Ну какие звезды? Окстись. Впереди сумрачный день, к финалу которого твоя голова будет взрываться от телефонных звонков, окриков "Левее. Повернись. Головку чуть выше, еще чуть-чуть, так, вот так… Улыбаемся", от запахов и звуков, от липких чужих взглядов и…
Ну вот, началось. Телефон на подоконнике угрожающе завибрировал. На экране высветилось вечно довольное лицо – Артурчик, кто же еще может звонить ей в такое время.
– Вообще-то еще шесть утра и вообще-то я просила выходной, – вместо приветствия буркнула Марта.
– Вообще-то, дорогая, у тебя съемки через 40 минут, – затараторил Артурчик, – а ты наверняка еще в халате и пялишься в окно.

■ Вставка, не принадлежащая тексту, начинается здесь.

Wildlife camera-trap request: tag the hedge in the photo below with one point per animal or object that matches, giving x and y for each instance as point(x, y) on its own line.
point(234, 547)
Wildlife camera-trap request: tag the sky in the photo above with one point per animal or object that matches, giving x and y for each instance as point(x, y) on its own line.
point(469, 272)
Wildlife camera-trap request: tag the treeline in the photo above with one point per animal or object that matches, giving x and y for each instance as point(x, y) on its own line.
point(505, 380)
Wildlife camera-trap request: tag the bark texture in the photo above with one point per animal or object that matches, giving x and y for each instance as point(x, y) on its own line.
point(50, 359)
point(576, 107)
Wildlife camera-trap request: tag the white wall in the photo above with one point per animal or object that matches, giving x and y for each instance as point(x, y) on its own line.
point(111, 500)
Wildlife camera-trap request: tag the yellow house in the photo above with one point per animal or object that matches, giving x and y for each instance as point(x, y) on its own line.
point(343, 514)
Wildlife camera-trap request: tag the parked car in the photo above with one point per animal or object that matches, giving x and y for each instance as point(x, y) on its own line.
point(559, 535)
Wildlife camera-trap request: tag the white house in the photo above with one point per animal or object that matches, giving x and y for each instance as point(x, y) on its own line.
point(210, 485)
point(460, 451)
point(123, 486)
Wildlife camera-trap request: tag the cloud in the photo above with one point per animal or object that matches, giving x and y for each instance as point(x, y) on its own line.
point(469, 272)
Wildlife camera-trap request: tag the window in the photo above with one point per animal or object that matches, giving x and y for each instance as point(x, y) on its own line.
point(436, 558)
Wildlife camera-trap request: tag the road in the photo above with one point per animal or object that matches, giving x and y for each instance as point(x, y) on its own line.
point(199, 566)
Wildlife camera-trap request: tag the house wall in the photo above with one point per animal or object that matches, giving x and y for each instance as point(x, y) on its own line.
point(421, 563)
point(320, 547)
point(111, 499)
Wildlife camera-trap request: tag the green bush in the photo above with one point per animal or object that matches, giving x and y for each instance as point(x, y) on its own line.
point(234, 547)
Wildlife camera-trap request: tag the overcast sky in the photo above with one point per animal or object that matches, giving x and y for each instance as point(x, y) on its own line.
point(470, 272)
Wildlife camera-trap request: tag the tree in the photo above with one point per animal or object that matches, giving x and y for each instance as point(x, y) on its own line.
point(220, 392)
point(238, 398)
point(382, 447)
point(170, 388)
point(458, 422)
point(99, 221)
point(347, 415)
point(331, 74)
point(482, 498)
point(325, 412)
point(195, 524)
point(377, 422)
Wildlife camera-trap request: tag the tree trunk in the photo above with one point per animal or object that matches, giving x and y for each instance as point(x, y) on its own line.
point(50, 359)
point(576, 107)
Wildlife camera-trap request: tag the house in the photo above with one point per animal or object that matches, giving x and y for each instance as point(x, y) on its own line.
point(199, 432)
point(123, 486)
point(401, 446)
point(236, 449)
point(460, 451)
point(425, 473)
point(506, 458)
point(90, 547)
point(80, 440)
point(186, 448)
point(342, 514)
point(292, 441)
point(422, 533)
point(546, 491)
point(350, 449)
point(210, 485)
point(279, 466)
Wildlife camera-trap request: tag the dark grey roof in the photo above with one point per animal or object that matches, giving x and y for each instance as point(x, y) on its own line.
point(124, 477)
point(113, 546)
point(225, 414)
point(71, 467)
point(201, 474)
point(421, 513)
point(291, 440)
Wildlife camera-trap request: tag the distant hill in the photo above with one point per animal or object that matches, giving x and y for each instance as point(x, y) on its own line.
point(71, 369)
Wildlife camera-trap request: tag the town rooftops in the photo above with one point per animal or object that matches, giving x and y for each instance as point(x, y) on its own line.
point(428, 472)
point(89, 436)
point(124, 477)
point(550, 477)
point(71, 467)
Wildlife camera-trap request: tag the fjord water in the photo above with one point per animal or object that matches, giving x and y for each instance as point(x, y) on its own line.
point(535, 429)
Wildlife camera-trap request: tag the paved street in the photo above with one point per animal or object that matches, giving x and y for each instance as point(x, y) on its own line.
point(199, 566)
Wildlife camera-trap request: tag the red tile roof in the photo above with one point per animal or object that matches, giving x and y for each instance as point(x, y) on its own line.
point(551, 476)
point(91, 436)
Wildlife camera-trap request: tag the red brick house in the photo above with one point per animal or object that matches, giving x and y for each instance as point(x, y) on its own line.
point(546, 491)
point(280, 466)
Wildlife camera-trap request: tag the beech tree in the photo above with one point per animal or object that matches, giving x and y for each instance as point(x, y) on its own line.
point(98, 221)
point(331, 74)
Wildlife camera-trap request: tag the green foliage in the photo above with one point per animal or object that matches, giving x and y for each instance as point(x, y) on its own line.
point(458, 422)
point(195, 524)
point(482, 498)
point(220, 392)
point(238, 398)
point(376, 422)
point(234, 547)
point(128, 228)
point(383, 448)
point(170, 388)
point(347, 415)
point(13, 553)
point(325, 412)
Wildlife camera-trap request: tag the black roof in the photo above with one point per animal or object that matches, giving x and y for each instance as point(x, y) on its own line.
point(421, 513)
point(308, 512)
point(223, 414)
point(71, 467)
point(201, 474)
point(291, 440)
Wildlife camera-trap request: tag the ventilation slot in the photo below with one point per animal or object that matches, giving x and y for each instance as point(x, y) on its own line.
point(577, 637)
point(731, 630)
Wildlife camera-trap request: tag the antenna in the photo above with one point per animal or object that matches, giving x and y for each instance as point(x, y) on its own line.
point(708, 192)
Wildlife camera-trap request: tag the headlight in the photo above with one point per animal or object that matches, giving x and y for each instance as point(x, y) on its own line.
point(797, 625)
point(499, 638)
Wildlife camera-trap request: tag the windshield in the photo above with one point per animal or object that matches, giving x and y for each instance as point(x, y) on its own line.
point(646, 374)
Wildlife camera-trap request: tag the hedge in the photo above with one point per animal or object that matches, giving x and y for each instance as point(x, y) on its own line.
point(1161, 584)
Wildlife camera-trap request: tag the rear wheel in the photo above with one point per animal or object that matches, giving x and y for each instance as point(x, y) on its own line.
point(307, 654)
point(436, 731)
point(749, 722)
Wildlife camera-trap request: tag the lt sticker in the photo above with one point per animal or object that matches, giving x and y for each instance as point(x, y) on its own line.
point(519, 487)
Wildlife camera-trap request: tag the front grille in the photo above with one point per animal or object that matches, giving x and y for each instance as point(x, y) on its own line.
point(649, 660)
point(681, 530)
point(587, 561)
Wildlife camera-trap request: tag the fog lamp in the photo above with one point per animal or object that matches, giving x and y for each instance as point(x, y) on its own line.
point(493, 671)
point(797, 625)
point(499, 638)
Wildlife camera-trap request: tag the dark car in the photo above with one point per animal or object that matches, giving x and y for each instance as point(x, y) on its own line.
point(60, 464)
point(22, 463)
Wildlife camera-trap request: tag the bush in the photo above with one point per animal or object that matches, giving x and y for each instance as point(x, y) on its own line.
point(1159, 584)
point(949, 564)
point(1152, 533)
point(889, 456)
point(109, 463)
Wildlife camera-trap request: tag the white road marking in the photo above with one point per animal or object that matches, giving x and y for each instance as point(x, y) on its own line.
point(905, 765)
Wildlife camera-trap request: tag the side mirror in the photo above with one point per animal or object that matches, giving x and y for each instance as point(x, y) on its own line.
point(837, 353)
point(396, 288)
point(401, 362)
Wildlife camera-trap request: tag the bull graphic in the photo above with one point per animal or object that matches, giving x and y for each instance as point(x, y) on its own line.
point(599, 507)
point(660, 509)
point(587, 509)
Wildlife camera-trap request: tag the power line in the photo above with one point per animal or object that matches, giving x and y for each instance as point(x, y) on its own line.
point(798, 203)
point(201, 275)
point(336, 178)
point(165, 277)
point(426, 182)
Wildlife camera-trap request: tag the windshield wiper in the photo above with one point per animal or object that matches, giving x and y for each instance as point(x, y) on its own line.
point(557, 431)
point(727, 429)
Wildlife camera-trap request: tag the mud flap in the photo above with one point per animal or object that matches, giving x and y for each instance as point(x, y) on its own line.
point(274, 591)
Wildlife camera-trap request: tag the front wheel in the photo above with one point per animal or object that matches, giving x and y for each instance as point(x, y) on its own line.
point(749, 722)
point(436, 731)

Машина выезжает через десять минут, будь готова.
– Я себя паршиво чувствую, – Марта вдруг поняла, что не хочет ни выходить из дома, ни ехать через весь Питер черт знает куда, ни изображать радость, которая мотивирует условную даму средних лет на покупку условной шубы, небрежно наброшенной на плечи условной Марты и почему-то позиционируемой как величайшее благо. Нет, шуба – это, конечно, приятно, но… – Можем сдвинуть съемки на завтра?
– Ты совсем там сдурела? – заверещал Артурчик. Когда он злился или нервничал, в его голосе прорезались неприятные визгливые нотки, разрушающие брутальный образ, которого он так тщательно придерживался. – Какое завтра? Меховой салон уже загрузил свои шубейки, там штук тринадцать. Вы с Таней работаете в паре. Начинаем в семь утра, надо поймать свет.
– Да там ливень собирается, – слабо сопротивлялась Марта. – Мы в этих шубах будем как драные кошки, под дождем-то…
– Хватит, – взвизгнул Артурчик, – вечно с тобой одни проблемы. Думаешь, незаменимая, что ли? Через десять минут у подъезда. Вопрос закрыт.
Марта вздрогнула, представив, как он отшвырнул айфон. Конечно же, куда-то в район дивана или кресла, потому что упаси боже. Айфон – наше все. Странно, что она умудрилась прожить с этим человеком почти полтора года. Он выдернул ее из крохотной съемной комнатушки на Васильевском острове, где она, впрочем, была себе хозяйкой, и из симпатичной кофейни, куда она устроилась официанткой сразу после переезда в Питер. Новая жизнь ошарашила, выбила почву из-под ног – Артур привез Марту в роскошную “двушку” в центре: панорамные окна, огромная круглая кровать, много свободного пространства, интерьер в холодных стальных оттенках – брутальный хай-тек. У нее, пару месяцев как выбравшейся из унылой провинции, где трехкомнатная “хрущевка” считалась пределом мечтаний, было ощущение, что она попала в сказку. Артурчик выполнял роль принца, правда, довольно быстро провалился.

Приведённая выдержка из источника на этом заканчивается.